For western blot analysis, whole retinas were used immediately or frozen at −70 °C until use. Retinal tissues were homogenized in a glass-Teflon Potter homogenizer in PRO-PREPTM lysis buffer (iNtRoN Biotechnology, Inc., Seoul, Korea). Next, 10 µg of each sample was separated on a 10% polyacrylamide mini gel. After protein transfer, the membranes were blocked for 1 h at room temperature in Tris-buffered saline–Tween-20 solution [TBS-T; 10 mM Tris-HCl (pH 7.6), 150 mM NaCl, and 0.1% Tween-20] containing 5% non-fat dry milk. After blocking, the membranes were incubated overnight at 4 °C with a primary antibody against GFAP (1:3000; Cell Signaling Technology, Inc., Danvers, MA, USA), Iba1 (1:1000; Santa Cruz Biotechnology, Inc., Santa Cruz, CA, USA), and β-actin (1:10,000; Sigma, MO, USA). After three washes with TBS-T, the membranes were incubated for 1 h at room temperature with a peroxidase-conjugated goat anti-mouse IgG (1:3000; Santa Cruz Biotechnology, Inc., Santa Cruz, CA, USA) or peroxidase-conjugated goat anti-rabbit IgG (1:3000; Cell Signaling Technology, Inc., Danvers, MA, USA) in TBS-T containing 5% non-fat dry milk. The signals were visualized by enhanced chemiluminescence and quantified using an LAS-3000 image analyzer (Fujifilm, Tokyo, Japan).

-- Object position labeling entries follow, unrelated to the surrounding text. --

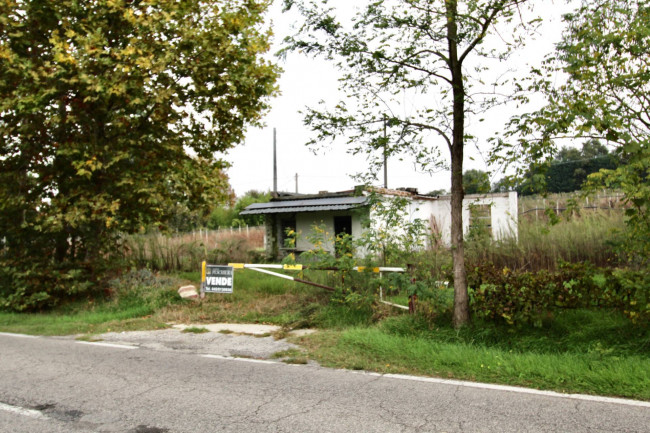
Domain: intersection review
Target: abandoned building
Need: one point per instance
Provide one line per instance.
(348, 211)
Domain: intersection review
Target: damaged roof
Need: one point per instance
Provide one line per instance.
(306, 205)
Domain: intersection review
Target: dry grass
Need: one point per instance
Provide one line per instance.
(186, 251)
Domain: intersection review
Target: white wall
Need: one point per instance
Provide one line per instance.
(435, 212)
(306, 221)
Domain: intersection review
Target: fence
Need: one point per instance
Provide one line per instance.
(538, 205)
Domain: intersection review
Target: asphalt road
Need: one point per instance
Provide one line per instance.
(60, 385)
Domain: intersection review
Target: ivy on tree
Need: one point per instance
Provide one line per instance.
(416, 69)
(102, 104)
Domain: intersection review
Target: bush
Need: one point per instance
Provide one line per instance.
(521, 297)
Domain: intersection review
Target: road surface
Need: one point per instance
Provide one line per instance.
(62, 385)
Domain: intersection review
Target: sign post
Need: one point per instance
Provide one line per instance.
(216, 279)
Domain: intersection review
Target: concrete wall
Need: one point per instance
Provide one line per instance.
(503, 213)
(436, 213)
(306, 221)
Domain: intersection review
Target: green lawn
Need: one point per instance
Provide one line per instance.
(593, 352)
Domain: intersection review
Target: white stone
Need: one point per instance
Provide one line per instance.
(188, 292)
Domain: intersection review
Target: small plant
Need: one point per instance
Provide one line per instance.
(195, 330)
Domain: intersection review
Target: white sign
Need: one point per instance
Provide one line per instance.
(218, 279)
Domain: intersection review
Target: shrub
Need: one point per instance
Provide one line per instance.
(519, 297)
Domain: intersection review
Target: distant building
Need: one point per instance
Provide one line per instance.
(346, 212)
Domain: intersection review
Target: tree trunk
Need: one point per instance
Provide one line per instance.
(461, 297)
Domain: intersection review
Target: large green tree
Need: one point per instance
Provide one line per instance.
(414, 68)
(111, 112)
(604, 55)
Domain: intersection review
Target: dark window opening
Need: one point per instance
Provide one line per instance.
(343, 232)
(288, 233)
(343, 225)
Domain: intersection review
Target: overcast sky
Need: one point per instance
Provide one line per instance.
(306, 81)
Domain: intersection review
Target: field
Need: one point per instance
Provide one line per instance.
(586, 350)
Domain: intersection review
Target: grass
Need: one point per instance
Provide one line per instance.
(195, 330)
(613, 359)
(594, 352)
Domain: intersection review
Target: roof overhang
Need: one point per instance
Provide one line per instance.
(309, 205)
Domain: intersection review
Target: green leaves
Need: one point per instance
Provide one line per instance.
(102, 104)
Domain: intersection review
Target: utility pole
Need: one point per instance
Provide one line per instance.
(385, 156)
(275, 164)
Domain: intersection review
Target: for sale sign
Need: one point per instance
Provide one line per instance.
(218, 279)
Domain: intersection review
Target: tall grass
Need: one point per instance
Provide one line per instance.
(185, 252)
(591, 236)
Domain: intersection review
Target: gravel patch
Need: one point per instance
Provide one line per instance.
(208, 343)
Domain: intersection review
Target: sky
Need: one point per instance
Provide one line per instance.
(305, 81)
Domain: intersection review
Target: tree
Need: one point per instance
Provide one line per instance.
(102, 103)
(476, 182)
(604, 54)
(569, 169)
(417, 50)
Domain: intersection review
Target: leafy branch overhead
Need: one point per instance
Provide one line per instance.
(104, 101)
(414, 72)
(604, 55)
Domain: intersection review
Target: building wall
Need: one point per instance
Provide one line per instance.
(436, 213)
(503, 213)
(306, 221)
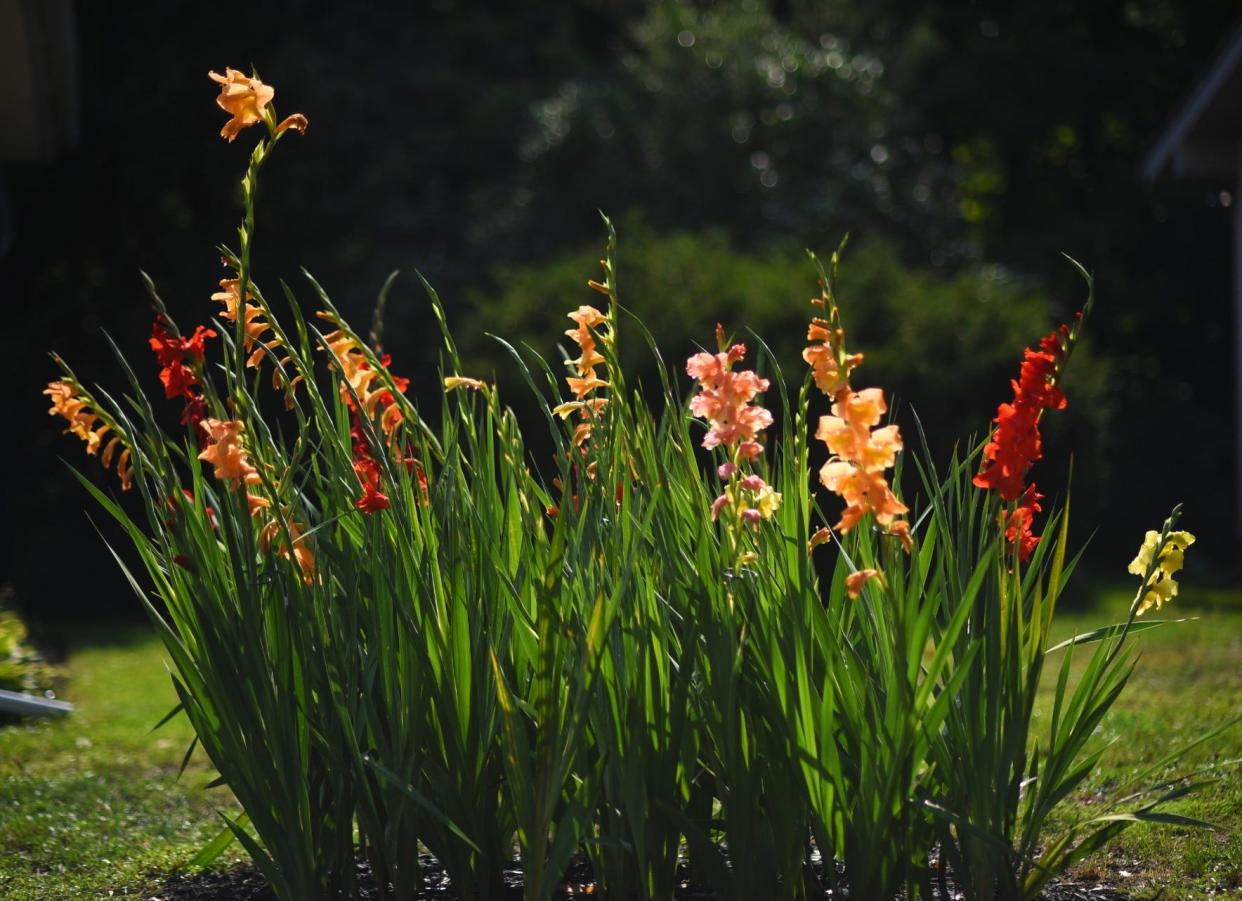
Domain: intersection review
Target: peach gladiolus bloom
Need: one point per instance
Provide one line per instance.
(242, 97)
(724, 399)
(830, 375)
(302, 554)
(585, 380)
(453, 382)
(856, 580)
(226, 454)
(861, 456)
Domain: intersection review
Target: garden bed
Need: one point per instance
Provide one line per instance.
(134, 827)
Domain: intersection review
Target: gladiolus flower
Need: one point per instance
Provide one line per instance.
(226, 454)
(272, 535)
(856, 471)
(585, 380)
(830, 375)
(297, 122)
(242, 97)
(1017, 528)
(1160, 587)
(76, 408)
(821, 536)
(724, 399)
(1016, 443)
(358, 375)
(856, 580)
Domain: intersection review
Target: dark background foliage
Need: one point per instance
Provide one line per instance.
(964, 146)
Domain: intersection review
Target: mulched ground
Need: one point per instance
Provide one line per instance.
(245, 884)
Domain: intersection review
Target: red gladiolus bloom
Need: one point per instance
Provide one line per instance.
(1017, 530)
(1016, 443)
(373, 500)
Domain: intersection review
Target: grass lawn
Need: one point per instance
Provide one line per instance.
(90, 805)
(1187, 681)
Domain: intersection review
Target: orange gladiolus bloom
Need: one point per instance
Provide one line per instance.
(302, 554)
(75, 408)
(585, 380)
(226, 454)
(830, 375)
(856, 580)
(242, 97)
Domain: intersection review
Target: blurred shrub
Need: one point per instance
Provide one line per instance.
(944, 347)
(21, 667)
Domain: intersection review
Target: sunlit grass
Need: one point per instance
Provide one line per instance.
(92, 803)
(1187, 681)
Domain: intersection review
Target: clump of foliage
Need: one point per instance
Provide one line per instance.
(21, 666)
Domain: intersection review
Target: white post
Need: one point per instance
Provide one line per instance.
(1237, 352)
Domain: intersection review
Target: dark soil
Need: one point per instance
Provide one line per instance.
(245, 884)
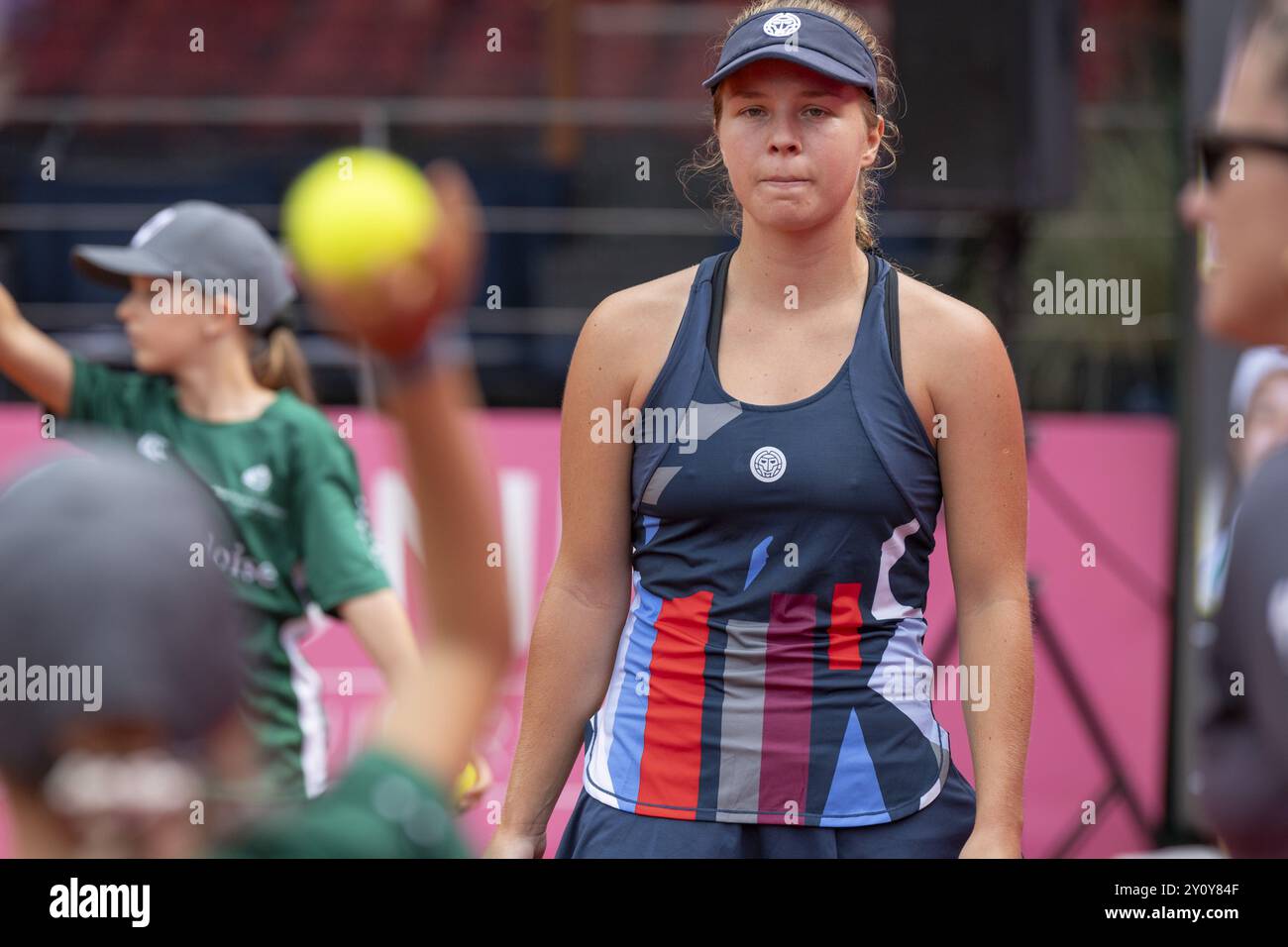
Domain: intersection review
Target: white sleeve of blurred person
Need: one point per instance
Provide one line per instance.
(434, 715)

4.8. Immunohistochemical Analysis

Immunohistochemical staining of 7 µm sections of full-thickness retinas was performed by immunofluorescence with the following primary antibodies: mouse monoclonal anti-GFAP antibody (1:200; Cell Signaling Technology, Inc., Danvers, MA, USA) and mouse monoclonal anti-Iba1 antibody (1:150; Santa Cruz Biotechnology, Inc., Santa Cruz, CA, USA). Seven days after ONC, the eyes were enucleated and fixed in freshly made 4% paraformaldehyde in 0.1 M PBS for 1 h, and then the free retina was harvested and flattened. The tissues were dehydrated and embedded in paraffin, and the retinal cross sections were then obtained. The tissues were blocked with 1% bovine serum albumin in PBS for 1 h at room temperature to prevent nonspecific background staining, and then with the primary antibodies overnight at 4 °C. The sections were washed several times with PBS, incubated with Alexa Fluor® 488-conjugated chicken anti-mouse IgG (1:250; Invitrogen, Carlsbad, CA, USA) or Alexa Fluor® 546-conjugated rabbit anti-goat IgG (1:250; Invitrogen, Carlsbad, CA, USA) for 4 h at 4 °C, and then washed again with PBS. The sections were counterstained with 0.1 µg/mL of Hoechst 33,342 stain in PBS (Invitrogen, Carlsbad, CA, USA). The images were analyzed using a Zeiss LSM 800 confocal microscope (Carl Zeiss, Jena, Germany).

4.9. TUNEL Assay

Apoptotic cells were studied in retinal samples collected 7 days after ONC using a TdT-mediated dUTP nick-end labeling (TUNEL) assay kit (In Situ Cell Death Detection with Fluorescein; Roche Biochemicals, Mannheim, Germany), according to the manufacturer’s protocol. The cross-sections from central retina were used. All sections for TUNEL assay were chosen from the same area of the retina. Two cross sections per eye were used to collect the images and TUNEL-positive cells were quantified manually on each retinal section. The tissue sections were examined with a Zeiss LSM 800 confocal microscope.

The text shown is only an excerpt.